Quality statement 2: Referral to smoking cessation services

Quality statement

People who smoke are offered a referral to an evidence‑based smoking cessation service.

Rationale

Smoking cessation services provide the most effective route to stopping smoking, but many people who smoke do not use these services when they try to stop. It is therefore important that practitioners are aware of and make use of the opportunities to refer people who smoke to an evidence‑based smoking cessation service.

Statement 5 in the NICE quality standard on antenatal care sets out the high‑quality requirements for ensuring that pregnant women who smoke are referred to an evidence‑based smoking cessation service.

Quality measures

Structure

Evidence of local arrangements to ensure that people who smoke are offered a referral to an evidence‑based smoking cessation service.

Data source: Local data collection.

Process

Proportion of people who smoke who are referred to an evidence‑based smoking cessation service.

Numerator – the number of people in the denominator who are referred to an evidence‑based smoking cessation service.

Denominator – the number of people identified as smokers in any healthcare setting.

Data source: Local data collection and the quality and outcomes framework (QOF) indicator SMOK004.

What the quality statement means for service providers, health and social care practitioners, and commissioners

Service providers ensure that systems are in place for people who smoke to be offered a referral to an evidence‑based smoking cessation service.

Healthcare practitioners offer people who smoke a referral to an evidence‑based smoking cessation service.

Commissioners ensure that they commission services that offer people who smoke a referral to an evidence‑based smoking cessation service.

What the quality statement means for patients, service users and carers

People who smoke are offered a referral to an evidence‑based smoking cessation service to help them stop smoking.

Source guidance

Definitions of terms used in this quality statement

Healthcare practitioners

These include, but are not limited to, doctors, nurses, midwives, pharmacists, dentists, opticians and allied health professionals.

Evidence‑based smoking cessation services

These are local services providing accessible, evidence‑based and cost‑effective support to people who want to stop smoking.

The National Centre for Smoking Cessation and Training offers training modules for people delivering smoking cessation interventions.

This statement is linked to statement 1, because advice on how to stop may include a referral to an evidence‑based smoking cessation service.

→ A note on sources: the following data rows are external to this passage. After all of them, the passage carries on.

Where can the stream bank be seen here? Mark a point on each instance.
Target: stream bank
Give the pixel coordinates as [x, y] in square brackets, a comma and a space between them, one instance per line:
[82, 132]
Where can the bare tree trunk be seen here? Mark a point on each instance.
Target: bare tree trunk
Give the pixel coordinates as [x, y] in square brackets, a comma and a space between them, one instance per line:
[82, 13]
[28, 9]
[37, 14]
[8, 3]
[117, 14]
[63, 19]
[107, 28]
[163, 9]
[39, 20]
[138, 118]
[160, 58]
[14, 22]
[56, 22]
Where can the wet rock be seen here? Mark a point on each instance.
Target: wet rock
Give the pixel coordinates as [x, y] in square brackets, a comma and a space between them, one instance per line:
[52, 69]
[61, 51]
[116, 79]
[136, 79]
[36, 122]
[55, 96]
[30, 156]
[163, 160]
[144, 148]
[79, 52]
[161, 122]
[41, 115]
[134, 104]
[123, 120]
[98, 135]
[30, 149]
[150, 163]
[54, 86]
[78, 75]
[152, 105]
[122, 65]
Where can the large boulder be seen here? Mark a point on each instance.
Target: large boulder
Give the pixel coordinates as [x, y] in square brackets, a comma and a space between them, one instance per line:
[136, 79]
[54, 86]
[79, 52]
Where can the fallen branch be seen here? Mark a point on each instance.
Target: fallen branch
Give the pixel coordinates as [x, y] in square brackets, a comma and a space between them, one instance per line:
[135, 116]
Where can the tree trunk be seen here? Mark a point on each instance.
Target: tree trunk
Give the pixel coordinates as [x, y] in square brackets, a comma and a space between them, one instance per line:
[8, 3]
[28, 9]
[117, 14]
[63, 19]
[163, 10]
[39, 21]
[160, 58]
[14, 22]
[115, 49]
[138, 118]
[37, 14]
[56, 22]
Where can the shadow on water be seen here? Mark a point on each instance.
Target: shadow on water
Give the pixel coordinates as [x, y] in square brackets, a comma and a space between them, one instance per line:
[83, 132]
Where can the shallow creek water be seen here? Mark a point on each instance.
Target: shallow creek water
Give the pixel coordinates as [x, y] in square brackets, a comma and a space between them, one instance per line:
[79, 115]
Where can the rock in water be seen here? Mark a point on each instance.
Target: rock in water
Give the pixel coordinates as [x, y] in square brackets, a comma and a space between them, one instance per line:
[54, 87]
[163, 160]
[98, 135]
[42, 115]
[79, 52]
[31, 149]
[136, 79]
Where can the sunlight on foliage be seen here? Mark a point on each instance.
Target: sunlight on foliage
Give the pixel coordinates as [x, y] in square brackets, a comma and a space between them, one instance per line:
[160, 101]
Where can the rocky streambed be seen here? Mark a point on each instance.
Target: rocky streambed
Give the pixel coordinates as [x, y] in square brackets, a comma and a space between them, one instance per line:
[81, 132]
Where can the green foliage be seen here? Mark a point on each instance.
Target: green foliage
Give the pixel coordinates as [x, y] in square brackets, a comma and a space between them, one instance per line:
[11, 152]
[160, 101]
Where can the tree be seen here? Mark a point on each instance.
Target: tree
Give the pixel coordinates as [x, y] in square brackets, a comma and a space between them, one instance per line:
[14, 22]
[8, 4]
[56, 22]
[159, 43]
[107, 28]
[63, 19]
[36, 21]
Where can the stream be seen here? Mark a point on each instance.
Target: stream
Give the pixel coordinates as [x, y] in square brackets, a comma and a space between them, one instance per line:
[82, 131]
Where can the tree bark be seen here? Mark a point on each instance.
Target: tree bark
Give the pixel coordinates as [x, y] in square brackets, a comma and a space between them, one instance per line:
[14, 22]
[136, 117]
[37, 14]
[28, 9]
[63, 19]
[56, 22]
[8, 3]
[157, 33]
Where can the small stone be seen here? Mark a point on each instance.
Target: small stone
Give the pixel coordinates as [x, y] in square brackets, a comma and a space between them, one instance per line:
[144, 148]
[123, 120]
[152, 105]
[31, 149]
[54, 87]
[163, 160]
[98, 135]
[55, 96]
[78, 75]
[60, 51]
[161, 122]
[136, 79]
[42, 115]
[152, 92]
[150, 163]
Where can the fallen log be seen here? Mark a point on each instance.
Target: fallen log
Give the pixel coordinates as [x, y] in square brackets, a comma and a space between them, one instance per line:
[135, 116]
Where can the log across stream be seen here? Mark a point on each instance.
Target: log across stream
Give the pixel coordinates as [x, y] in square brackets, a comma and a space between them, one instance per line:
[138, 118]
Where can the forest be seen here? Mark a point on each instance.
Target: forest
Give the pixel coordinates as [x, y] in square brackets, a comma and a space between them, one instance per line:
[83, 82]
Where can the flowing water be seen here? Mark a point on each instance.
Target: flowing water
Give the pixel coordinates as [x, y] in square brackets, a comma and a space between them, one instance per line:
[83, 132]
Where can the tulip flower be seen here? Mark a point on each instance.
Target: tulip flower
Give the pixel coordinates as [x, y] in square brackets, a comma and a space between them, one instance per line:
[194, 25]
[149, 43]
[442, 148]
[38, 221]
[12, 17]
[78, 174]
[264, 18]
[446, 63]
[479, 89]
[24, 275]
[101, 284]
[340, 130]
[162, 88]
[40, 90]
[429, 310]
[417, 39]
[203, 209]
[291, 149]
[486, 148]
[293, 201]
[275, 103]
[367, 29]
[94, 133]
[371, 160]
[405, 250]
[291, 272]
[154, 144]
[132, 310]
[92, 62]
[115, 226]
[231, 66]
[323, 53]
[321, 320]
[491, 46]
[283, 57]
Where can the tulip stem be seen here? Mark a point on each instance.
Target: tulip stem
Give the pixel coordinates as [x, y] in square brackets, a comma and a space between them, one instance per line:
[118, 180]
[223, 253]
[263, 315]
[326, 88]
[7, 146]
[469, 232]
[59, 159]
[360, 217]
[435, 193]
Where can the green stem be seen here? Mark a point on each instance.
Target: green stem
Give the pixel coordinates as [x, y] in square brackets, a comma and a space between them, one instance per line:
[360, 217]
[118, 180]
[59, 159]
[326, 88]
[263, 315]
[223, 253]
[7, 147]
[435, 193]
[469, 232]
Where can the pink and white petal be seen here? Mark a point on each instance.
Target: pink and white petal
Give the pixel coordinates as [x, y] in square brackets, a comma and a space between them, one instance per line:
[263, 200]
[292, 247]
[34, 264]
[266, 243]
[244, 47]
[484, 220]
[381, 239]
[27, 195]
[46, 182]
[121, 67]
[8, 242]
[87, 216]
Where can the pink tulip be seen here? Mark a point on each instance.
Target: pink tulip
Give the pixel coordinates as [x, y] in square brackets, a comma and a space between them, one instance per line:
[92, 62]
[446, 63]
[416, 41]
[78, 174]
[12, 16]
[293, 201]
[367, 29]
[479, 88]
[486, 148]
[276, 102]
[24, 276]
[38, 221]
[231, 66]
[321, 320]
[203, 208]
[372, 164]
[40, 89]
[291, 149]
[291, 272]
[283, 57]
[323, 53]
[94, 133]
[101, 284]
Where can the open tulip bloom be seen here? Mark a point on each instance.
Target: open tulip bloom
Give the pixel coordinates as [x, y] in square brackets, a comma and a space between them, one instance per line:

Statement 5 in the NICE quality standard on antenatal care states that 'Pregnant women who smoke are referred to an evidence‑based stop smoking service at the booking appointment' and the appropriate referral criteria are defined. The supporting information also states that the midwife may provide the pregnant woman with information (in a variety of formats, for example, a leaflet) about the risks to the unborn child of smoking when pregnant and the hazards of exposure to secondhand smoke for both mother and baby.

Equality and diversity considerations

Evidence‑based smoking cessation services should target minority ethnic and socioeconomically disadvantaged communities in the local population; it is important to ensure that services are easily accessible by people from these groups and that they are encouraged to use them.

Lesbian, gay, bisexual and transgender (LGBT) groups have higher smoking prevalence rates than the general population, and as such, services should be accessible and commissioned to address this need.

Healthcare practitioners should be sensitive to the issue of smoking in young people. NICE guidance recommends that young people aged 12–17 who smoke should be offered information, advice and support on how to stop smoking and be encouraged to use evidence‑based smoking cessation services.

Practitioners should be aware that some pregnant women find it difficult to say that they smoke because the pressure not to smoke during pregnancy is so intense.